Die MOPO hat im Bundesministerium für Bildung und Forschung (BMBF) nachgefragt. „Aufstieg durch Bildung ist ein zentrales Anliegen“, sagte eine Sprecherin, „ein Studium darf nicht vom Geldbeutel der Eltern abhängen“. Das Ministerium habe sich „im Interesse derzeitiger und künftiger Kreditnehmer“ mit der KfW darüber ausgetauscht, ob die Zinsen stabil gehalten oder sogar gesenkt werden können – und eine Absage kassiert.

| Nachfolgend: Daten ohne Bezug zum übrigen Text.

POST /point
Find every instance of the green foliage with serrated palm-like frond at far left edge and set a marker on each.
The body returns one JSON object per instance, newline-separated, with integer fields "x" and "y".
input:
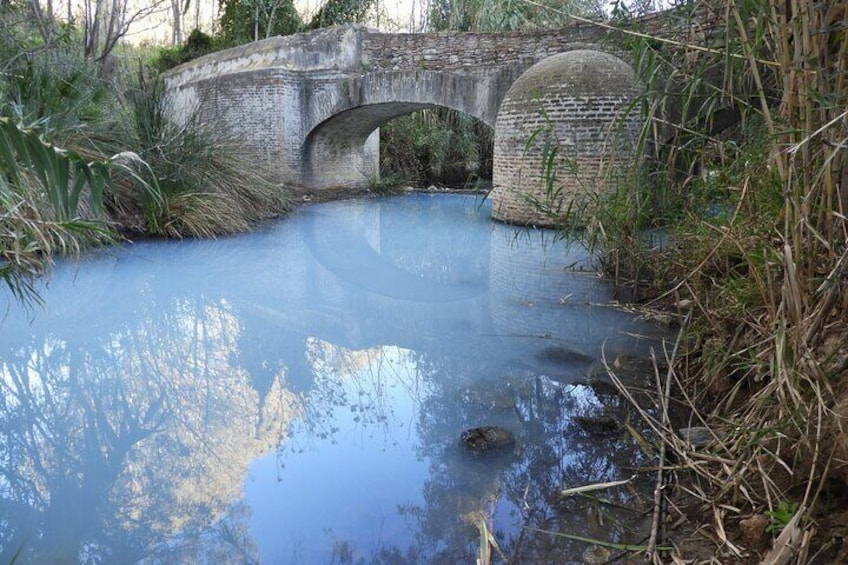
{"x": 51, "y": 197}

Bildungsministerium: „Keine Option, KfW-Studienkredit mit Bundesmitteln zu unterstützen“
„Angesichts der klaren Konzeption als Eigenmittelprogramm und der Haushaltslage, war es schlussendlich auch keine Option, den KfW-Studienkredit mit Bundesmitteln zu unterstützen“, sagte die Sprecherin. CDU und SPD hatten bei der Einführung 2006 beschlossen, dass sich das Angebot nicht belastend auf den Bundeshaushalt auswirken darf.

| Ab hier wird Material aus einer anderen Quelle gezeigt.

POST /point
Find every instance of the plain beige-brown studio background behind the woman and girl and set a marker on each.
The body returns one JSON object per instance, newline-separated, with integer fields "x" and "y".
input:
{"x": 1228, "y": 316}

Die KfW wiederum empfiehlt Studierenden, sich nicht allein auf ihr Angebot zu verlassen. „Der KfW-Studienkredit kann ein Baustein unter vielen in der Studienfinanzierung sein und z.B. für laufende Kosten genutzt werden, die nicht durch BAföG, einen Nebenjob oder Unterstützung der Familie abgedeckt werden können“, sagte die Sprecherin. (Ex-)Studierenden, die schon längst in der Schuldenfalle stecken, hilft das kaum. Für sie wird das Thema Privatinsolvenz immer interessanter. Die ist immerhin schon nach spätestens sechs Jahren abgeschlossen – und nicht erst nach einem Vierteljahrhundert.